Within five minutes of the hotel she might have been on any of half a dozen roads. He wandered or rushed along them all for a space, and came back. One of them was short and ended in the lake. All through that long and beautiful day this miserable man found himself coming back to the road that ended in the lake.

There were moments when he cried to himself that it was an apparition he had seen and heard. He had avoided his friends all day; of the English-speaking people in St. Gian one only knew why he was distraught, and she was the last he wished to speak to; but more than once he nearly sought her to say, "Partner in my shame, what did you see? what did you hear?" In the afternoon he had a letter from Elspeth telling him how she was enjoying her holiday by the sea, and mentioning that David was at that moment writing to Grizel in Thrums. But was it, then, all a dream? he cried, nearly convinced for the first time, and he went into the arbour saying determinedly that it was a dream; and in the arbour, standing primly in a corner, was Grizel's umbrella. He knew that umbrella so well! He remembered once being by while she replaced one of its ribs so deftly that he seemed to be looking on at a surgical operation. The old doctor had given it to her, and that was why she would not let it grow old before she was old herself. Tommy opened it now with trembling hands and looked at the little bits of Grizel on it: the beautiful stitching with which she had coaxed the slits to close again; the one patch, so artful that she had clapped her hands over it. And he fell on his knees and kissed these little bits of Grizel, and called her "beloved," and cried to his gods to give him one more chance.

"I woke up." It was all that she had said. It was Grizel's excuse for inconveniencing him. She had said it apologetically and as if she did not quite know how she came to be there herself. There was no look of reproach on her face while the match burned; there had been a pitiful smile, as if she was begging him not to be very angry with her; and then when he said her name she gave that little cry as if she had recognized herself, and stole away. He lived that moment over and over again, and she never seemed to be horror-stricken until he cried "Grizel!" when her recognition of herself made her scream. It was as if she had wakened up, dazed by the terrible things that were being said, and then, by the light of that one word "Grizel," suddenly knew who had been listening to them.

Did he know anything more? He pressed his hands harshly on his temples and thought. He knew that she was soaking wet, that she had probably sought the arbour for protection from the rain, and that, if so, she had been there for at least four hours. She had wakened up. She must have fallen asleep, knocked down by fatigue. What fatigue it must have been to make Grizel lie there for hours he could guess, and he beat his brow in anguish. But why she had come he could not guess. "Oh, miserable man, to seek for reasons," he cried passionately to himself, "when it is Grizel--Grizel herself--you should be seeking for!"

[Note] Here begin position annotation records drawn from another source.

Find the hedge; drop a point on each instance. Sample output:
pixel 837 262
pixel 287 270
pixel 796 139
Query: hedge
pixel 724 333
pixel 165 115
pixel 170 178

He walked and ran the round of the lake, and it was not on the bank that his staring eyes were fixed.

At last he came for a moment upon her track. The people of an inn six miles from St. Gian remembered being asked yesterday by an English miss, walking alone, how far she was from Bad-Platten. She was wearing something brown, and her boots were white with dust, and these people had never seen a lady look so tired before; when she stood still she had to lean against the wall. They said she had red-hot eyes.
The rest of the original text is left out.